Aan de Voorzitter van de Tweede Kamer der Staten-Generaal
Den Haag, 26 september 2011
Hierbij informeer ik u in vervolg op mijn brief van 6 december 2010 (kamerstuk 32 379, nr. 6) over het voorstel voor wijziging van de Wet op het KNMI.
Gezien de afspraak in het regeerakkoord sta ik een brede en fundamentele aanpak voor. Dat betekent dat ik niet alleen kijk naar de taken die het KNMI op grond van de huidige wet op het KNMI uitvoert1, maar ook onderzoek welke maatschappelijke behoefte er nu en op de langere termijn bestaat aan het uitvoeren van taken op het gebied van weer, klimaat en seismologie. Ik bezie hoe en in welke organisatievorm deze taken het beste kunnen worden uitgevoerd, waarbij de rol van marktpartijen uitdrukkelijk aan de orde komt. De kwaliteit van het werk van het KNMI als instituut op het gebied van weer, klimaat en seismologie staat daarbij niet ter discussie.
Ten behoeve van deze fundamentele aanpak is al veel werk verricht en is met externen overleg gevoerd, onder andere door consultatie van de wetenschappelijke KNMI-Raad, de KNMI-Programmaraad en de (markt)partijen zoals vertegenwoordigd in het Overleg Meteorologie van het Overlegorgaan Verkeer en Waterstaat.
Dit heeft gegevens en informatie opgeleverd, die zullen worden gebruikt bij het ontwikkelen van een oplossing voor een aantal zaken rond het functioneren van het huidige KNMI in relatie tot zijn omgeving, zoals hoe de onafhankelijkheid van het wetenschappelijk onderzoek bij het KNMI gegarandeerd kan worden in relatie tot de ministeriële verantwoordelijkheid en hoe de steeds verder groeiende mogelijkheden van commerciële bedrijven om gerichte meteodiensten te verzorgen het beste gecombineerd kan worden met de publieke taken van het KNMI
In overleg met genoemde stakeholders, weerbedrijven en kennisinstituten ga ik de oplossing zodanig vormgeven dat:
– deze conform het kabinetsbeleid voor het bedrijfsleven meer mogelijkheid biedt voor innovatie op het gebied van weer, klimaat en seismologie;
– er ruimte is om de meerwaarde, die door het KNMI geboden kan worden, in te zetten voor partijen in de samenleving;
– leidt tot een duurzame relatie tussen het KNMI en het meteobedrijfsleven;
– onafhankelijkheid van wetenschappelijke functies waarborgt en
– leidt tot een eenduidige relatie tussen het productportfolio en de beschikbare middelen voor het KNMI.

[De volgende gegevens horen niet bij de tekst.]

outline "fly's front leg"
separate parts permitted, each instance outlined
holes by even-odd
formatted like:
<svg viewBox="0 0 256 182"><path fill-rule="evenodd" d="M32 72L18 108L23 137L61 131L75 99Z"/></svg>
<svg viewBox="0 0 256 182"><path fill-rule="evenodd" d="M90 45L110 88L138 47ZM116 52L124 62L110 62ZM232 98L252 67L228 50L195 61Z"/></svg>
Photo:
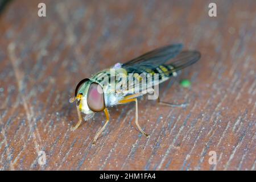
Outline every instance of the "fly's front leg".
<svg viewBox="0 0 256 182"><path fill-rule="evenodd" d="M81 116L81 112L79 110L79 108L77 106L76 106L76 110L77 111L77 115L78 115L78 118L79 118L79 121L78 121L77 123L76 123L76 126L75 126L75 127L72 128L72 130L73 131L74 131L75 130L77 129L79 127L79 126L82 123L82 117Z"/></svg>
<svg viewBox="0 0 256 182"><path fill-rule="evenodd" d="M132 97L131 97L131 96L127 96L127 98L130 98ZM136 114L135 114L135 123L136 125L137 125L138 128L139 129L139 131L145 136L148 136L148 135L147 134L146 134L141 128L141 126L139 124L139 122L138 122L138 101L137 101L137 98L129 98L129 99L125 99L123 100L121 100L120 101L119 101L119 104L125 104L125 103L128 103L128 102L133 102L134 101L136 103Z"/></svg>
<svg viewBox="0 0 256 182"><path fill-rule="evenodd" d="M98 136L101 134L101 133L104 130L105 128L106 127L106 126L108 125L109 121L109 114L108 110L106 108L105 108L104 109L104 113L105 115L106 115L106 121L104 125L102 126L102 127L100 130L100 131L96 134L96 135L94 136L94 139L93 139L93 144L94 144L96 142L97 139L98 138Z"/></svg>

Hierbij zal ik aandacht hebben voor het internationale kader waarin het KNMI opereert en zal ik ook de financiële, organisatorische, personele en juridische consequenties in beeld brengen.
Ik zal u in het voorjaar 2012 per brief nader informeren over de uitkomst. Dat betekent dat ik de beantwoording van het eerder genoemde verslag tot die tijd aanhoud.